When Should We Read Fourth Mansions? Now More Than Ever

I was chatting about a sequence for republishing Lafferty novels. The obvious first choice is Past Master, because it is a rollicking, action-packed, and often deeply funny novel that is perhaps his most approachable book. But after Past Master, what next?

One obvious selection would be Okla Hannali. After the DAPL protests, a lot of focus has been placed on Native American issues. Okla Hannali is one of the greatest novels of the 20th Century. I firmly believe the U of O Press are among the genuinely good guys of the world, and I love the edition they publish. What I'd like to see is full-court press to get their edition advertised better, placed on the bookshelves of major chain bookstores under American Lit or Native American stories, and first and foremost urged into American Studies curriculums across the country. I really think this country could become a better place if more people read that book.

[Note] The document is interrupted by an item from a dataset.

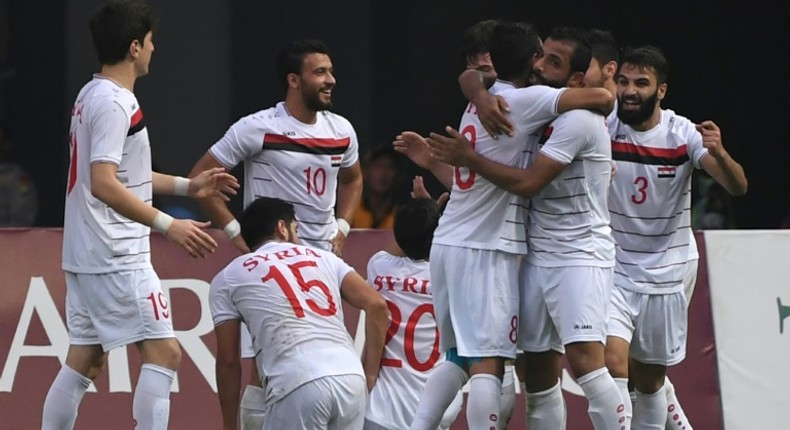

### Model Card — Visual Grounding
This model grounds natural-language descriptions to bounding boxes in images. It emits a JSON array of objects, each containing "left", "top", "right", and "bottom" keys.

That being said, I have a different recommendation for the next Lafferty novel. Fourth Mansions feels more relevant today than it did when it was written. There is a feeling in today's world that things are not what they seem. That we are on the verge of greatness or breakthrough and being prevented by forces beyond both our control and our understanding. Ultimately, Fourth Mansions is a very hopeful book--full of the promise that we common everymen, we everylouts can master the monsters that beset us and bring about the next step in our collective development. It is a variation of the hope that The Once and Future King and the Harry Potter books offered--the hope the each of us could secretly be the chosen one, the one capable of leading humanity to success. However in Fourth Mansions though the gifts fall to Freddy Foley, he stands in for every one of us. The power is available to all people, not restricted to a single chosen one.

It'd have been great if Fourth Mansions could have been re-released when the fever over the Dan Brown book was at its peak, because the world could have seen how the conspiracy story could have been told in far greater depth with far greater economy, skill, and joy. Still, in today's political and media climate with bogus conspiracy theories du jour cropping up left, right, and far right, Fourth Mansions might feel spot on.

I'd love to hear everyone else's suggestions.